Hackers are in a never-ending arms race to discover new vulnerabilities before smartphone software developers do.

Details of a previously undiscovered zero-day can sell for millions of pounds – with iPhone exploits at an even higher premium – to the highest bidder, whereupon they can be weaponised.

Many of us won’t be the high-profile activists, political dissidents or high-net-worth individuals that more often than not are the targets of these kind of attacks.

Yet it is still important to ensure we install smartphone operating system updates as soon as they become available to give ourselves the best chance of plugging any gaps in our devices’ digital defences.

Apps to protect your smartphone

Password manager

1Password is a good password manager

Unless you’re the type who can memorise Pi to 50 digits, remembering dozens of unique, difficult-to-guess logins is impossible.

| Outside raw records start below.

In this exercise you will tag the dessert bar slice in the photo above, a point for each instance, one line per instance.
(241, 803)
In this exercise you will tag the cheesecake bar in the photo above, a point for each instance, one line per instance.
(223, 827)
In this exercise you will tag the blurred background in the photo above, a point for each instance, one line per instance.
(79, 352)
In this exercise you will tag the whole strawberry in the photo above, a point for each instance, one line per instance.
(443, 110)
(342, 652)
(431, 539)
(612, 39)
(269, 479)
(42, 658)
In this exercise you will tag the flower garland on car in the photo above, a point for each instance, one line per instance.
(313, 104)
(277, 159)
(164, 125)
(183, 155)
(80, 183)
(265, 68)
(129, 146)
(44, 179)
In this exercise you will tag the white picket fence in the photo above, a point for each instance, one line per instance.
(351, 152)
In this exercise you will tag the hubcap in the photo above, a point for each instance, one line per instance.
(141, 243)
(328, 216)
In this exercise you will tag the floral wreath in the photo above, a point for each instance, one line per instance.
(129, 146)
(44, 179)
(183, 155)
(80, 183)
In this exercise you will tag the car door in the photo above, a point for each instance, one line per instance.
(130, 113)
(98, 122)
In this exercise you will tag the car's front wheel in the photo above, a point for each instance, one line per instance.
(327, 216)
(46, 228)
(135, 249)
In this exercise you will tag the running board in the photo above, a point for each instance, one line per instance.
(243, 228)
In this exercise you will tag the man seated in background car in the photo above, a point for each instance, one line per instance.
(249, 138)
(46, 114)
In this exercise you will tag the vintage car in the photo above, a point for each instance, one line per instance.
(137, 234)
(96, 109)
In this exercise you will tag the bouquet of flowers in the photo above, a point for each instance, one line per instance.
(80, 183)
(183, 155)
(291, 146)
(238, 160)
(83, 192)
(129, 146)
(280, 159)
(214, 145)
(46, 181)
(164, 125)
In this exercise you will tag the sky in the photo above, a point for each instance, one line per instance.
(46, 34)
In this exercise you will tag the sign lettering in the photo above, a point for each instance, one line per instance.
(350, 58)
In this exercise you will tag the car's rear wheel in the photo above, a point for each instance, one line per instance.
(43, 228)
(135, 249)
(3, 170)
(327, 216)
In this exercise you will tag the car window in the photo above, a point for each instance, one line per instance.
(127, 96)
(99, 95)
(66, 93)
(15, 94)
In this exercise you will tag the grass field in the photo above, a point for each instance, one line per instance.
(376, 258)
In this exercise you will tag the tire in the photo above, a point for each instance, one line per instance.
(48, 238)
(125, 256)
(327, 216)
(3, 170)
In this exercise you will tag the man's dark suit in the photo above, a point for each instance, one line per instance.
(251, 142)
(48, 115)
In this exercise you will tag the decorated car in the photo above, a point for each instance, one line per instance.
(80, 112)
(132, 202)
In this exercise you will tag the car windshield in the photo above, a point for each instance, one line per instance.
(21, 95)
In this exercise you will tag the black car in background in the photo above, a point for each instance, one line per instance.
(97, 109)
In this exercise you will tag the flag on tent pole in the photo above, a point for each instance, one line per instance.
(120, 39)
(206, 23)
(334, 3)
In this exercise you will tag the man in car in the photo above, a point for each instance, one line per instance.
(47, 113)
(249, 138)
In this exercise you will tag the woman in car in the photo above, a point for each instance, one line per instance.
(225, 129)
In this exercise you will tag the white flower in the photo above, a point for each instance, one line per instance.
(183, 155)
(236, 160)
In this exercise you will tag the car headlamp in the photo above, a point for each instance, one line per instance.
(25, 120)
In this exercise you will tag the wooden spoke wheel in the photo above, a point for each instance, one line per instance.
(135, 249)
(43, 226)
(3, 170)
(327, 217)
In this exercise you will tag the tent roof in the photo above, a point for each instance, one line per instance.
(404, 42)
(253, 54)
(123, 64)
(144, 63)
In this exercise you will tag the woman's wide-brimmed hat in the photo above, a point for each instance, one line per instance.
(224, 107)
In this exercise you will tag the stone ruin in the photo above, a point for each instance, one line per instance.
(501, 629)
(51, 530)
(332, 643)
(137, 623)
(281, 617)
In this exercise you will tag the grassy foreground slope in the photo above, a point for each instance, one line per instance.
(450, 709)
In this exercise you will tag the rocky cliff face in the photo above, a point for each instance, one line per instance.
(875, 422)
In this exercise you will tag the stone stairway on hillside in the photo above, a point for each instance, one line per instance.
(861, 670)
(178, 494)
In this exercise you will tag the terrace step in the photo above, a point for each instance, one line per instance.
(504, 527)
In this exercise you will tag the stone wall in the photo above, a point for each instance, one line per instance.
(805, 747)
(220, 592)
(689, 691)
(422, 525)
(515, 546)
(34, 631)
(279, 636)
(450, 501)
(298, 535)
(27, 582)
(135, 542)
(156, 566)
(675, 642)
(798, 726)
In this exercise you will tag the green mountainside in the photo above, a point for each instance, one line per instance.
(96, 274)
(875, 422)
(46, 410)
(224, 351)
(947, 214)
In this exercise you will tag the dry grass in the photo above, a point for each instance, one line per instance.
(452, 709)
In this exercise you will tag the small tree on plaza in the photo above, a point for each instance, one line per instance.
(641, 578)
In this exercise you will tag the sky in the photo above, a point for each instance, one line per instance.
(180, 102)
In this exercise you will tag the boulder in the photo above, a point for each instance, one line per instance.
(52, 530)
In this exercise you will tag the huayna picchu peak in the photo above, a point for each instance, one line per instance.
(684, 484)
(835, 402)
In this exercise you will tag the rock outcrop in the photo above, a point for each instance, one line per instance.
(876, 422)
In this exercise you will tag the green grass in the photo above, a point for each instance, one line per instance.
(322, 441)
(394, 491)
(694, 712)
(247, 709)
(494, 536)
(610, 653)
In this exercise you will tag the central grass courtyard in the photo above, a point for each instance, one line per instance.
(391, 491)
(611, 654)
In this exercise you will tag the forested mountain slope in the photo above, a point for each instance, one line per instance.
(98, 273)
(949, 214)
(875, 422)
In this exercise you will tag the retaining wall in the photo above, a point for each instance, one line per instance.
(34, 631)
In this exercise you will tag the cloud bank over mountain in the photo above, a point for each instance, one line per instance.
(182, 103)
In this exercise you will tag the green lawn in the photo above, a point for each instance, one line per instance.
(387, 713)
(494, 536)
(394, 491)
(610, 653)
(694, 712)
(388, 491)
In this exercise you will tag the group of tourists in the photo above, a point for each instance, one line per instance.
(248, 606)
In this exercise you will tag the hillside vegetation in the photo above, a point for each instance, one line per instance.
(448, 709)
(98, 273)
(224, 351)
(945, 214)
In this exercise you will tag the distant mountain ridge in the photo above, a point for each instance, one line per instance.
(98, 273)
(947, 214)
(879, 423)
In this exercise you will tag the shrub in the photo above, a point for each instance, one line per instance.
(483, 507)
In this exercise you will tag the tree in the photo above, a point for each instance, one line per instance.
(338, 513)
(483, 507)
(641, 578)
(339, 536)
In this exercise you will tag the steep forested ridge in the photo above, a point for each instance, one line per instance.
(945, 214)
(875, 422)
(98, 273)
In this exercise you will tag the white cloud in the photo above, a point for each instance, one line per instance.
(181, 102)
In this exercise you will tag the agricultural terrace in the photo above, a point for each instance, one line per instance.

Password manager apps like 1Password and LastPass do a great job of keeping your logins under digital lock and key until you need them.

Virtual Private Network

ExpressVPN is one of the best known VPN services

A Virtual Private Network, or VPN, keeps prying eyes away from your online activities by sending data through a secure, encrypted tunnel.

ExpressVPN and NordVPN are two respected services that people are using to increase security.

Private browsing

Firefox Focus is a privacy first browser

Firefox Focus from Mozilla is a privacy-first browser for Android and iPhone that stops services from tracking your activity across the web.

More comprehensive than private browsing or incognito modes, it makes deleting your history a cinch.

Mobile anti-virus

Norton Mobile Security will keep your mobile secure

If you keep your smartphone updated, then perhaps you don’t need additional security, but apps such as Bitdefender Mobile Security and Norton Mobile Security offer reassurance by bundling multiple services including VPNs and password managers into one convenient app.